Using AI at the borders, for instance, will mean a faster and more seamless experience for travellers to clear immigration checks. The process will also reduce human error and allow immigration officers working at manned counters to focus on higher-value work, such as focusing on visitors who may require closer scrutiny.
The fully automated system at Changi Airport Terminal 4, for example, which uses a facial recognition system that captures a passenger's photo at different stations, was reported to achieve manpower and efficiency savings of up to 20 per cent.
For the healthcare project, an AI system, dubbed Selena+ will be deployed across Singapore by 2022 to help detect eye conditions, including diabetic eye disease, more quickly and accurately.
Speaking about the healthcare project, Mr Heng said that there is "great potential for AI to be applied to the prediction, detection and management of chronic diseases" as many senior citizens may be unaware of their medical conditions.
"AI can be used to analyse clinical and genomic data, medical images, and health behaviours to better assess the risk profile of individual patients - for better prevention and case management," he said.
For estate management, AI can help to predict problems so that housing estate maintenance can be better optimised, such as using AI to analyse data to help predict the next lift breakdown in a building.
As for education, AI can be tapped to automate marking procedures for certain English language assignments, so that teachers can be freed up to focus on other tasks.
A new National AI Office has also been created under the Smart Nation and Digital Government Office to set priorities and help to build a pipeline of AI talent.
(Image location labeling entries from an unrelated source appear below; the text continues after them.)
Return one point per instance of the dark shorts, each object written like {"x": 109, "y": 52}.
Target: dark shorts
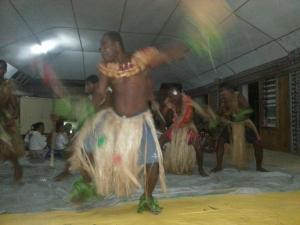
{"x": 249, "y": 135}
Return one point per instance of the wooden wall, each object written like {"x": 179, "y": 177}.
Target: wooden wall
{"x": 279, "y": 138}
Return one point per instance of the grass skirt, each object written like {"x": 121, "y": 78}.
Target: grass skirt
{"x": 11, "y": 144}
{"x": 179, "y": 156}
{"x": 115, "y": 166}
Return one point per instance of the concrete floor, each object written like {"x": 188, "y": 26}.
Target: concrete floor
{"x": 38, "y": 192}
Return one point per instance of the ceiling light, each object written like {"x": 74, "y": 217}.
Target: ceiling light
{"x": 43, "y": 48}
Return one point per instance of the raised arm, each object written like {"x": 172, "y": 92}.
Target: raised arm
{"x": 101, "y": 91}
{"x": 151, "y": 57}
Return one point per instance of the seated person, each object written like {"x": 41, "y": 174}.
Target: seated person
{"x": 37, "y": 143}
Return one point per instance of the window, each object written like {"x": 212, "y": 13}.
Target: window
{"x": 295, "y": 111}
{"x": 270, "y": 103}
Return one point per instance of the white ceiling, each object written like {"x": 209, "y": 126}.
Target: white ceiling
{"x": 251, "y": 32}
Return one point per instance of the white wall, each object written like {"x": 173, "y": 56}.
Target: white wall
{"x": 34, "y": 110}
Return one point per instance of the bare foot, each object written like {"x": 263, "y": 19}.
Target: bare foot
{"x": 18, "y": 173}
{"x": 260, "y": 169}
{"x": 61, "y": 176}
{"x": 216, "y": 169}
{"x": 203, "y": 173}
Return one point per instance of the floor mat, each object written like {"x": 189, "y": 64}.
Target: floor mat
{"x": 258, "y": 209}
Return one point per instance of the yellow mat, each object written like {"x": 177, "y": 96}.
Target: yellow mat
{"x": 261, "y": 209}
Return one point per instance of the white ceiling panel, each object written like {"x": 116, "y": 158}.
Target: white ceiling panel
{"x": 91, "y": 60}
{"x": 45, "y": 14}
{"x": 238, "y": 38}
{"x": 99, "y": 14}
{"x": 218, "y": 73}
{"x": 263, "y": 55}
{"x": 195, "y": 82}
{"x": 134, "y": 42}
{"x": 19, "y": 54}
{"x": 63, "y": 38}
{"x": 69, "y": 66}
{"x": 291, "y": 41}
{"x": 275, "y": 17}
{"x": 12, "y": 26}
{"x": 204, "y": 14}
{"x": 139, "y": 13}
{"x": 91, "y": 39}
{"x": 234, "y": 4}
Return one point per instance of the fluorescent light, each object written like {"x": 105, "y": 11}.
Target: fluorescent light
{"x": 10, "y": 71}
{"x": 43, "y": 48}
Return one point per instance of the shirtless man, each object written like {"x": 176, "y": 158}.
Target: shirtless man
{"x": 91, "y": 85}
{"x": 179, "y": 158}
{"x": 227, "y": 111}
{"x": 11, "y": 144}
{"x": 122, "y": 139}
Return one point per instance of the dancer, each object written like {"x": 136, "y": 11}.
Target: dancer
{"x": 185, "y": 149}
{"x": 11, "y": 143}
{"x": 120, "y": 142}
{"x": 91, "y": 85}
{"x": 234, "y": 113}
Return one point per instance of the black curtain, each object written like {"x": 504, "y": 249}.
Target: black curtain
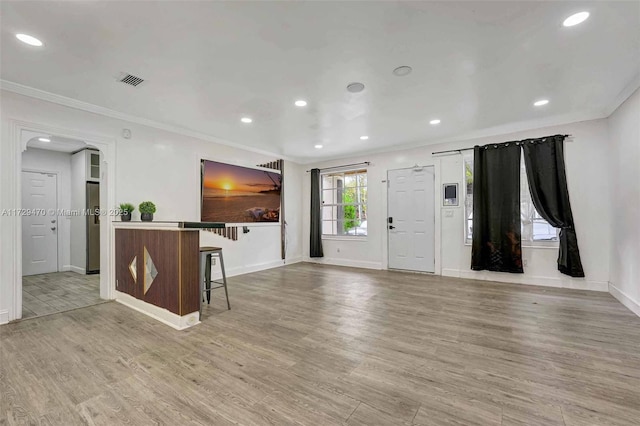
{"x": 315, "y": 249}
{"x": 544, "y": 160}
{"x": 496, "y": 243}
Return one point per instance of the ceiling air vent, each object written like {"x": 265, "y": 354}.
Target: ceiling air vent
{"x": 131, "y": 80}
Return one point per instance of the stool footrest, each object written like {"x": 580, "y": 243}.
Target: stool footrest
{"x": 212, "y": 288}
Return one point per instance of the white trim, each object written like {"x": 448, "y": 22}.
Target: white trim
{"x": 568, "y": 282}
{"x": 488, "y": 132}
{"x": 241, "y": 270}
{"x": 77, "y": 269}
{"x": 293, "y": 260}
{"x": 360, "y": 238}
{"x": 59, "y": 239}
{"x": 163, "y": 315}
{"x": 625, "y": 299}
{"x": 85, "y": 106}
{"x": 345, "y": 262}
{"x": 107, "y": 146}
{"x": 437, "y": 231}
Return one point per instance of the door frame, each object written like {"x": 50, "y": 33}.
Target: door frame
{"x": 437, "y": 213}
{"x": 16, "y": 146}
{"x": 59, "y": 266}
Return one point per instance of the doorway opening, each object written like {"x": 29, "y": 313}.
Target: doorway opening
{"x": 411, "y": 219}
{"x": 60, "y": 211}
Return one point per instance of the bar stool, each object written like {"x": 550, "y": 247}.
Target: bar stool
{"x": 206, "y": 254}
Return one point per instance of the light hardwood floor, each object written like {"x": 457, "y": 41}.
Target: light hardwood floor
{"x": 320, "y": 345}
{"x": 47, "y": 294}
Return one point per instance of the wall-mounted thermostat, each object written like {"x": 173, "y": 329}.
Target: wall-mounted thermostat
{"x": 450, "y": 194}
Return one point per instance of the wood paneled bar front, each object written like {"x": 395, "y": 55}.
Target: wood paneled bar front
{"x": 157, "y": 269}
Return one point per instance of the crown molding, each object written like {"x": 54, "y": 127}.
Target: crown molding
{"x": 32, "y": 92}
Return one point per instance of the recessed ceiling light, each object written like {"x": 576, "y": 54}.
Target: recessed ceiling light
{"x": 355, "y": 87}
{"x": 575, "y": 19}
{"x": 30, "y": 40}
{"x": 402, "y": 71}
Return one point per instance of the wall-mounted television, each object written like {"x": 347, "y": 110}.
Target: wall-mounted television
{"x": 236, "y": 194}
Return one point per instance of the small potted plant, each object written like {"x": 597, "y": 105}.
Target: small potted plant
{"x": 125, "y": 211}
{"x": 147, "y": 209}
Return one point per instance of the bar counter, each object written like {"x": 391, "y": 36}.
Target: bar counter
{"x": 157, "y": 269}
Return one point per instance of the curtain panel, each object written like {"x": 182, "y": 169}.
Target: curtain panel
{"x": 496, "y": 243}
{"x": 544, "y": 161}
{"x": 315, "y": 248}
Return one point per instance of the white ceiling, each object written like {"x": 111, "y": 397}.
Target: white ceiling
{"x": 56, "y": 143}
{"x": 476, "y": 66}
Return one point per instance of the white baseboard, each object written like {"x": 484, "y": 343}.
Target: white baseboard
{"x": 163, "y": 315}
{"x": 568, "y": 282}
{"x": 77, "y": 269}
{"x": 625, "y": 299}
{"x": 345, "y": 262}
{"x": 232, "y": 272}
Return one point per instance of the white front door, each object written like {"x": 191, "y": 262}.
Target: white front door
{"x": 39, "y": 226}
{"x": 411, "y": 219}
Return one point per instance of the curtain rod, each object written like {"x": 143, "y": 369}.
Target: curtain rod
{"x": 471, "y": 149}
{"x": 345, "y": 165}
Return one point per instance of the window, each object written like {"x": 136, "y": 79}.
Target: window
{"x": 344, "y": 203}
{"x": 535, "y": 230}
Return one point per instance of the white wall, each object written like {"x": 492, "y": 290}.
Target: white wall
{"x": 588, "y": 180}
{"x": 60, "y": 163}
{"x": 624, "y": 157}
{"x": 154, "y": 165}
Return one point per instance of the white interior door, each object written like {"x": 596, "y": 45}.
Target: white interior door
{"x": 411, "y": 219}
{"x": 39, "y": 227}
The new office, comprising mainly redeployed public officers, will also facilitate the commercialisation of AI research and act as a link between the private and public sectors.
The announcements signal the importance the nation is putting on AI, which has disrupted and transformed lives across many sectors.
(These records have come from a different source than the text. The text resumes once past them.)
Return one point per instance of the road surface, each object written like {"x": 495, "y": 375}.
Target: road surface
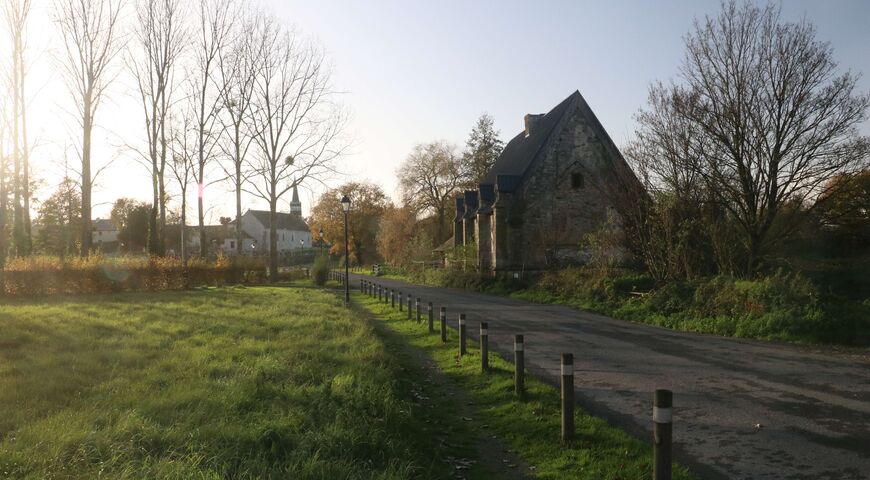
{"x": 743, "y": 409}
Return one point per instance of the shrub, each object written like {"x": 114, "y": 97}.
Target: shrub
{"x": 320, "y": 271}
{"x": 44, "y": 275}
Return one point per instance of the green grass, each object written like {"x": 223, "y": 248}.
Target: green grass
{"x": 826, "y": 306}
{"x": 531, "y": 426}
{"x": 214, "y": 384}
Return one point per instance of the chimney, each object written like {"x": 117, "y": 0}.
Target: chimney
{"x": 531, "y": 121}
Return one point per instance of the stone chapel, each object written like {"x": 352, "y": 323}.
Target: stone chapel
{"x": 554, "y": 182}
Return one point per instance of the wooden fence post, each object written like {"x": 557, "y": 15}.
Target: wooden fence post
{"x": 519, "y": 366}
{"x": 567, "y": 397}
{"x": 662, "y": 434}
{"x": 462, "y": 350}
{"x": 484, "y": 347}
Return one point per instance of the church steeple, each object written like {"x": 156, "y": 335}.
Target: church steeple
{"x": 295, "y": 204}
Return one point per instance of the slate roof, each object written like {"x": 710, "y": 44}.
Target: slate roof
{"x": 508, "y": 172}
{"x": 286, "y": 221}
{"x": 519, "y": 153}
{"x": 446, "y": 246}
{"x": 104, "y": 224}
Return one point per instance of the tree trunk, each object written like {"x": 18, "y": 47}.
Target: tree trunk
{"x": 273, "y": 240}
{"x": 152, "y": 213}
{"x": 86, "y": 178}
{"x": 3, "y": 206}
{"x": 17, "y": 217}
{"x": 239, "y": 249}
{"x": 161, "y": 226}
{"x": 203, "y": 248}
{"x": 183, "y": 227}
{"x": 25, "y": 166}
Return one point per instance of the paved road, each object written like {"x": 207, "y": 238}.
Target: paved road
{"x": 812, "y": 405}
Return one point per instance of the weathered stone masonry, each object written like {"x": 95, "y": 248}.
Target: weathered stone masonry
{"x": 554, "y": 183}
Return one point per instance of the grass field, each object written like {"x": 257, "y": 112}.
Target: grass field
{"x": 531, "y": 427}
{"x": 218, "y": 383}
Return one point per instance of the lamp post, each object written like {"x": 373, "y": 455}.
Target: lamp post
{"x": 345, "y": 205}
{"x": 321, "y": 241}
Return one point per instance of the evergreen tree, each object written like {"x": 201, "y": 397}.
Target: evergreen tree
{"x": 60, "y": 219}
{"x": 481, "y": 150}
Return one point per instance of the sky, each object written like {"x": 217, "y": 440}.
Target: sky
{"x": 415, "y": 72}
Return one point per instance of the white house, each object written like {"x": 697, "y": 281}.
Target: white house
{"x": 293, "y": 233}
{"x": 103, "y": 232}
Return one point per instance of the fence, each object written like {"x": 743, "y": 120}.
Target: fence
{"x": 662, "y": 407}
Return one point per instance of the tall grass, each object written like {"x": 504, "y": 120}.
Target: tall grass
{"x": 228, "y": 383}
{"x": 44, "y": 275}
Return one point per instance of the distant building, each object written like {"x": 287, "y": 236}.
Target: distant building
{"x": 554, "y": 183}
{"x": 293, "y": 233}
{"x": 104, "y": 235}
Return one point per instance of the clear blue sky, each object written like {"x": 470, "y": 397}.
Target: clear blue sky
{"x": 422, "y": 71}
{"x": 418, "y": 71}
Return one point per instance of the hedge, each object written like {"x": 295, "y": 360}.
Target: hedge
{"x": 42, "y": 275}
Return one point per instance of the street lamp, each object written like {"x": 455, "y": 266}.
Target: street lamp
{"x": 321, "y": 241}
{"x": 345, "y": 205}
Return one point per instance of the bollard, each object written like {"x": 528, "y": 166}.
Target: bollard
{"x": 567, "y": 397}
{"x": 519, "y": 366}
{"x": 462, "y": 350}
{"x": 662, "y": 434}
{"x": 484, "y": 347}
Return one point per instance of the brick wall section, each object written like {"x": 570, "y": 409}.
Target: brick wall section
{"x": 556, "y": 215}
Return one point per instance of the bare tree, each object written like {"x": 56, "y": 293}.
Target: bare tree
{"x": 4, "y": 193}
{"x": 183, "y": 167}
{"x": 91, "y": 41}
{"x": 429, "y": 179}
{"x": 297, "y": 129}
{"x": 238, "y": 65}
{"x": 775, "y": 118}
{"x": 16, "y": 13}
{"x": 213, "y": 33}
{"x": 160, "y": 40}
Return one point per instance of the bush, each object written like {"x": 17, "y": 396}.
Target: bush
{"x": 44, "y": 275}
{"x": 320, "y": 271}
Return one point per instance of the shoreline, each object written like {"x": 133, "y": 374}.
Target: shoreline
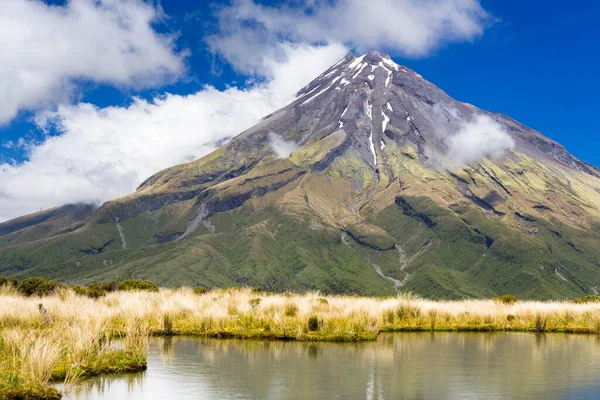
{"x": 78, "y": 335}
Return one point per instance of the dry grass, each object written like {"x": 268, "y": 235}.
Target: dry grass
{"x": 81, "y": 338}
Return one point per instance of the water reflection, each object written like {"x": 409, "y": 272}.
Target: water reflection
{"x": 408, "y": 365}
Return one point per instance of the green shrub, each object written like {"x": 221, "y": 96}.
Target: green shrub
{"x": 254, "y": 302}
{"x": 291, "y": 309}
{"x": 314, "y": 323}
{"x": 506, "y": 299}
{"x": 408, "y": 311}
{"x": 8, "y": 281}
{"x": 540, "y": 323}
{"x": 200, "y": 291}
{"x": 112, "y": 286}
{"x": 587, "y": 299}
{"x": 137, "y": 284}
{"x": 37, "y": 286}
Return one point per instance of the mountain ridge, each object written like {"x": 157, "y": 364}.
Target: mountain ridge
{"x": 361, "y": 205}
Singapore has committed over $500 million to digital technologies, including AI under the Research, Innovation and Enterprise 2020 plan. To boost AI talent here, Singapore also aims to train 25,000 professionals in basic AI coding and implementation by 2025.
In January, Singapore released a framework, believed to be Asia's first, on how AI can be ethically and responsibly used.
Mr Andreas Ebert, Microsoft's worldwide national technology officer, said: "Already a global thought leader on AI ethics and governance, the publication of the National AI Strategy is evidence that Singapore is taking a holistic and inclusive approach on how the nation can be a fast adopter of best-in-class technology that is empowered by a focus on building national capabilities."
Here are the details on the five AI projects announced on Wednesday:
AI will be used to earlier identify chronic disease patients with higher risks of developing complications so that preventive measures can be taken.
For example, by 2022, the nation plans to deploy AI software system Selena+, which scans and analyses retinal photographs for signs of diabetic eye diseases. The deep-learning system is said to be able to do so in a fraction of the time it currently takes humans and is often more accurate too.
By 2025, all travellers to Singapore - both Singaporeans and foreign visitors - will be able to access a fully automated immigration clearance system involving facial and iris scans. This makes the immigration procedure faster and more seamless for travellers, and also frees up time for the immigration officers to focus their time on other, more high-value tasks.
By 2022, AI-powered chatbots will be launched for residents to report issues with municipal services. Data will also be collected and analysed by 2025 to optimise estate maintenance cycles as well as pre-empt problems. For example, data can be tapped to predict the next lift breakdown.
By 2030, data-driven insights will be used to improve the planning of estates, so that facilities can be better built and better located to serve the needs of residents.
By 2022, automated marking systems will be launched to mark primary and secondary English language assignments to free up time for teachers to focus on other tasks. Similar automated marking systems will be deployed for more subjects by 2030.
Students will also be able to access AI-enabled adaptive learning systems by 2025, which are designed to cater to individual students based on their own learning abilities.
An exploratory study held in May at four secondary schools using such a system showed that students improved in their mastery of assigned topics, as they felt they had more control over their own pace of learning.
A common data platform will be developed for the intelligent routing and scheduling of trucks by 2022 so as to optimise delivery processes. AI applications will also facilitate freight planning at ports by 2025, which will then be expanded to include air and land cargo operations by 2030.